The recent outbreak of "Coronavirus Disease 2019 (COVID-19)" provoked an enormous scare in the community. While the source is yet to be confirmed, evidence proves that the virus became infectious in human bodies after consumption of wildlife. We have learned lessons from the avian flu and severe acute respiratory syndrome (SARS). Ever wondered if animals would be infected by human?
The fact is, most viruses and bacteria have more than one infection target. Broadly living in the natural environment, Staphylococcus aureus could easily infect humans and animals with weakened immune system. It has become a superbug due to the abuse of antibiotics in recent years. There were cases of pet cats and dogs those were infected by Methicillin-resistant Staphylococcus Aureus (MRSA) from their owners, who were frequent hospital visitors.
Despite the rarity of close contact with humans, wild animals are not invulnerable to human diseases. In Morocco, endangered Barbary Macaques (Macaca sylvanus) were infected by human respiratory diseases because of contact with tourists, as a study revealed. In Rwanda, Africa, multiple cases of Mountain Gorillas (Gorilla beringei beringei) infected by human respiratory diseases were reported between 2008-2009, including a community that was infected by Human Metapneumovirus. Nearly all the Mountain Gorillas in that community were infected, killing an adult female gorilla and a 3-day-old baby gorilla. At the time, there were only around 700 Mountain Gorillas on the planet. The cause is crystal-clear – the diseases were transferred from humans to Mountain Gorillas during eco-tours. For this reason, the International Union for Conservation of Nature (IUCN) published the Best Practice Guidelines for Great Ape Tourism, suggesting visitors to put on N95 masks when watching great apes, for the sake of the wild animals' health.

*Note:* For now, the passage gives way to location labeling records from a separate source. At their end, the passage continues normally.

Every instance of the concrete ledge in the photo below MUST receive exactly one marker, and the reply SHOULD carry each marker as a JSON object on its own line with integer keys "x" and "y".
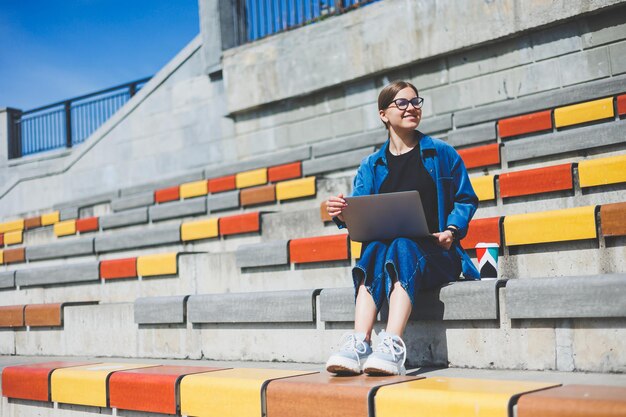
{"x": 160, "y": 310}
{"x": 264, "y": 65}
{"x": 58, "y": 274}
{"x": 74, "y": 247}
{"x": 471, "y": 300}
{"x": 471, "y": 135}
{"x": 461, "y": 300}
{"x": 547, "y": 100}
{"x": 88, "y": 201}
{"x": 7, "y": 279}
{"x": 223, "y": 201}
{"x": 178, "y": 209}
{"x": 254, "y": 307}
{"x": 165, "y": 183}
{"x": 133, "y": 201}
{"x": 336, "y": 162}
{"x": 337, "y": 304}
{"x": 566, "y": 297}
{"x": 263, "y": 254}
{"x": 582, "y": 138}
{"x": 128, "y": 240}
{"x": 126, "y": 218}
{"x": 263, "y": 161}
{"x": 348, "y": 143}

Not surprisingly, wild animals could be infected directly, and of course, indirectly, from humans. Leprosy has long existed in Eurasia, but was absent in the Americas. However, the disease was spread to the native Americans as well as the local armadillos by European emigrants, resulting in a great number of armadillos with physical disabilities.
Furthermore, the world-sweeping Batrachochytrium dendrobatidis, which has been extensively wiping out amphibians worldwide, very likely originated from Korea, and spread by trading activities across the globe.No matter which way it is, the outcome of spreading diseases could be disastrous. We should beware of close contact with wild animals, never harm their habitats, and appreciate nature mindfully. Don't let tragedy happen again.